Robert's predictions about the music industry as a whole took longer to come true, but the dawning of the Internet age and their shambolic response to it also appears to have proved Fripp right. The fact is that if you want to make experimental, cutting-edge, avant-garde progressive music, you're much better off following the mobile unit approach, and whilst Fripp might have arrived at these realisations through a somewhat cranky route, it's hard to deny that his predictions were right - and came years before anyone else saw it, with the possible exception of Peter Hammill (as seen on Nadir's Big Chance).

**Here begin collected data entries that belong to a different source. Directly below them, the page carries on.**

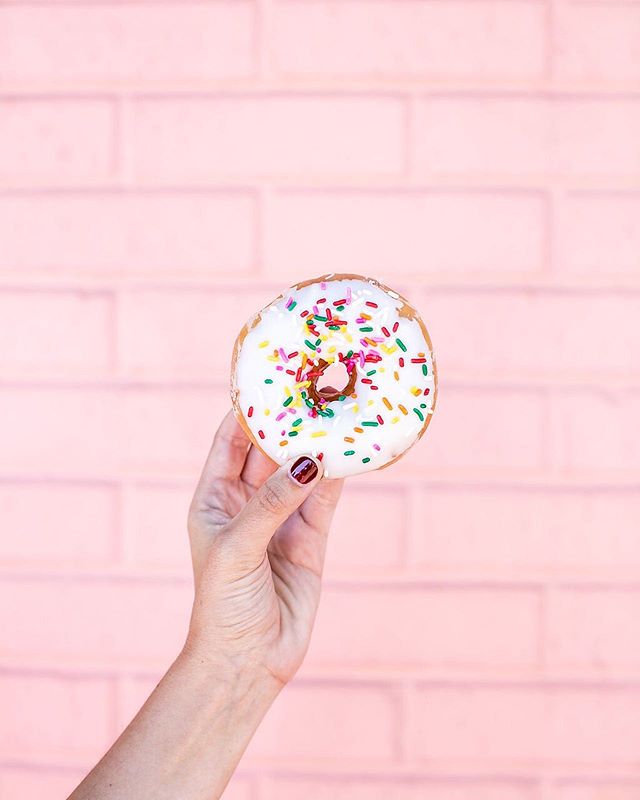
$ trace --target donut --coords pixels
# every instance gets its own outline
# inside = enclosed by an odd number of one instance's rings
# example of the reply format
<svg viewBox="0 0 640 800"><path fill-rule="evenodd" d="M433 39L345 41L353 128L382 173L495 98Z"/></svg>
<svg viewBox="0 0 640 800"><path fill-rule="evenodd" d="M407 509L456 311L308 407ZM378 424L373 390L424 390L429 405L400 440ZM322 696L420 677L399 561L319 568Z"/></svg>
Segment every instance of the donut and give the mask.
<svg viewBox="0 0 640 800"><path fill-rule="evenodd" d="M380 469L422 436L436 365L418 312L372 278L292 286L236 339L231 399L253 444L278 464L311 454L328 478Z"/></svg>

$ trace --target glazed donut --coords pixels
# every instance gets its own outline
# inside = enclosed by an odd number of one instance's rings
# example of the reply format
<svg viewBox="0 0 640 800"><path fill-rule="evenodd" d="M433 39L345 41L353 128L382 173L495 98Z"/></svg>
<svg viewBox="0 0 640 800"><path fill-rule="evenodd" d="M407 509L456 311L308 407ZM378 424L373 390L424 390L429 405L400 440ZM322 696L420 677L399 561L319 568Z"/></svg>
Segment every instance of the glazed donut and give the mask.
<svg viewBox="0 0 640 800"><path fill-rule="evenodd" d="M234 347L231 398L251 441L279 464L311 454L329 478L398 459L425 432L436 393L419 314L360 275L296 284Z"/></svg>

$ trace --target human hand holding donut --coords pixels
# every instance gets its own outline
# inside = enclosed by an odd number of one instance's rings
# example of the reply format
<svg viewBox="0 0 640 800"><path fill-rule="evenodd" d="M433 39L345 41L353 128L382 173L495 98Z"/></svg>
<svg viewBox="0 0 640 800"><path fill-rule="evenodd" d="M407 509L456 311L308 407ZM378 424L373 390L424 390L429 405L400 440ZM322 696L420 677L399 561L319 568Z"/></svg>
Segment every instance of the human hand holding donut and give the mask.
<svg viewBox="0 0 640 800"><path fill-rule="evenodd" d="M221 796L307 650L342 478L400 458L425 432L436 394L424 323L377 281L305 281L244 326L235 415L189 510L185 646L70 800Z"/></svg>

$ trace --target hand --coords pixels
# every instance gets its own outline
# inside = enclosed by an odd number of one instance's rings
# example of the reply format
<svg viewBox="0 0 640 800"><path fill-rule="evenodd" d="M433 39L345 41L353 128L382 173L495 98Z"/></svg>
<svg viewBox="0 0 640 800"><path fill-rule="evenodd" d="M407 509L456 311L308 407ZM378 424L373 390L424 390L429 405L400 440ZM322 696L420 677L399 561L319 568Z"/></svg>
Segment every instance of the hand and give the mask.
<svg viewBox="0 0 640 800"><path fill-rule="evenodd" d="M309 644L341 489L311 457L276 468L227 414L189 510L196 594L185 651L264 671L279 686L293 677Z"/></svg>

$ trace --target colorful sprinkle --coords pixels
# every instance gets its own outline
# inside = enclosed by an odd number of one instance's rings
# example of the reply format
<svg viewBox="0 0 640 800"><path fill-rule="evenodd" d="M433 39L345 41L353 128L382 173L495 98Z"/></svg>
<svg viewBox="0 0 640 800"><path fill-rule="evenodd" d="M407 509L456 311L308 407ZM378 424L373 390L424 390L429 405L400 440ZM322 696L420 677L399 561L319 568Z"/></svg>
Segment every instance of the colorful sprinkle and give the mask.
<svg viewBox="0 0 640 800"><path fill-rule="evenodd" d="M344 454L345 454L345 456L355 456L356 451L355 450L345 450Z"/></svg>
<svg viewBox="0 0 640 800"><path fill-rule="evenodd" d="M290 406L291 403L293 403L293 396L289 395L289 397L287 397L287 399L284 401L284 403L282 405L286 407L286 406Z"/></svg>
<svg viewBox="0 0 640 800"><path fill-rule="evenodd" d="M253 406L249 406L249 410L247 411L247 416L248 417L252 417L253 416Z"/></svg>
<svg viewBox="0 0 640 800"><path fill-rule="evenodd" d="M317 439L317 438L318 438L318 437L320 437L320 436L326 436L326 435L327 435L327 432L326 432L326 431L314 431L314 432L311 434L311 438L312 438L312 439Z"/></svg>
<svg viewBox="0 0 640 800"><path fill-rule="evenodd" d="M260 429L260 430L258 431L258 436L259 436L261 439L264 439L264 431L263 431L262 429Z"/></svg>
<svg viewBox="0 0 640 800"><path fill-rule="evenodd" d="M402 352L403 352L403 353L406 353L406 352L407 352L406 345L405 345L405 343L402 341L402 339L396 339L396 344L397 344L397 345L398 345L398 347L399 347L399 348L402 350Z"/></svg>
<svg viewBox="0 0 640 800"><path fill-rule="evenodd" d="M422 411L420 411L419 408L414 408L413 410L418 415L418 419L420 420L420 422L424 422L424 414L422 413Z"/></svg>
<svg viewBox="0 0 640 800"><path fill-rule="evenodd" d="M370 461L371 461L371 459L369 458L369 456L365 456L365 457L362 459L362 463L363 463L363 464L368 464Z"/></svg>

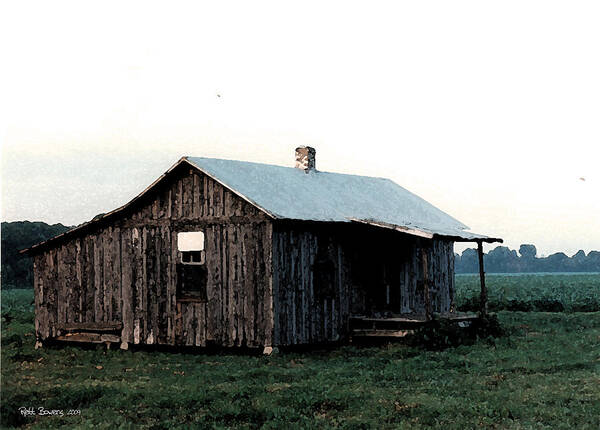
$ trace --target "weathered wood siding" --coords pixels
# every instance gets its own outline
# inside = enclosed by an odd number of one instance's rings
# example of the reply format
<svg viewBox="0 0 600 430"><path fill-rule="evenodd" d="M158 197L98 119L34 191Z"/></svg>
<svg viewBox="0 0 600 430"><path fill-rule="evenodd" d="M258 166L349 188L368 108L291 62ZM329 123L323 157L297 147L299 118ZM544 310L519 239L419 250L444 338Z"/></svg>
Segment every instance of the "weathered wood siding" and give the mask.
<svg viewBox="0 0 600 430"><path fill-rule="evenodd" d="M208 300L178 301L177 233L199 230ZM134 344L270 345L271 231L254 206L181 166L110 224L34 256L37 334L121 321Z"/></svg>
<svg viewBox="0 0 600 430"><path fill-rule="evenodd" d="M452 242L357 225L276 224L274 343L342 340L350 315L425 313L423 252L432 309L447 312L454 297ZM326 294L315 282L319 255L333 267Z"/></svg>
<svg viewBox="0 0 600 430"><path fill-rule="evenodd" d="M427 254L427 274L431 309L449 312L454 299L453 242L433 240L406 244L408 252L397 262L400 279L400 313L425 313L422 252ZM406 258L408 255L408 258ZM395 285L395 284L394 284ZM397 308L396 308L397 309Z"/></svg>
<svg viewBox="0 0 600 430"><path fill-rule="evenodd" d="M396 232L364 231L350 245L355 315L424 314L423 253L427 255L433 312L448 312L454 299L454 243Z"/></svg>
<svg viewBox="0 0 600 430"><path fill-rule="evenodd" d="M206 301L177 297L177 233L203 231ZM128 209L34 256L36 332L122 323L133 344L269 346L343 340L350 315L425 312L454 296L448 241L353 223L272 221L181 165Z"/></svg>
<svg viewBox="0 0 600 430"><path fill-rule="evenodd" d="M334 267L330 290L315 285L318 255ZM273 230L274 344L330 342L346 335L348 262L337 229L275 225Z"/></svg>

It was against this background that Red was produced - with Fripp undergoing this enormous personal change, having the unintended and beneficial side effect of Fripp exerting less control over the recording process which he had previously been inclined to. Not that he needed to; it's clear on here that his collaborators are as much in tune with what needs to be accomplished on the record as he is. A classic from beginning to end, from the furious instrumental Red to the hauntingly beautiful Starless (which others have pointed out is rather like a potted history of the band from 1969 to 1974 in its musical structure), Red more than any other album from the 1973-1974 lineup of King Crimson showcases a powerful vision of the future of music, one which in some respects we still haven't caught up to. In the Court of the Crimson King set the blueprint for most of the progressive rock scene, particularly the more symphonic end of it. Red, quite simply, is the peak of the form. There have been new albums since then that have added their own spin to the genre, but I can think of precious few that reach this level of accomplishment.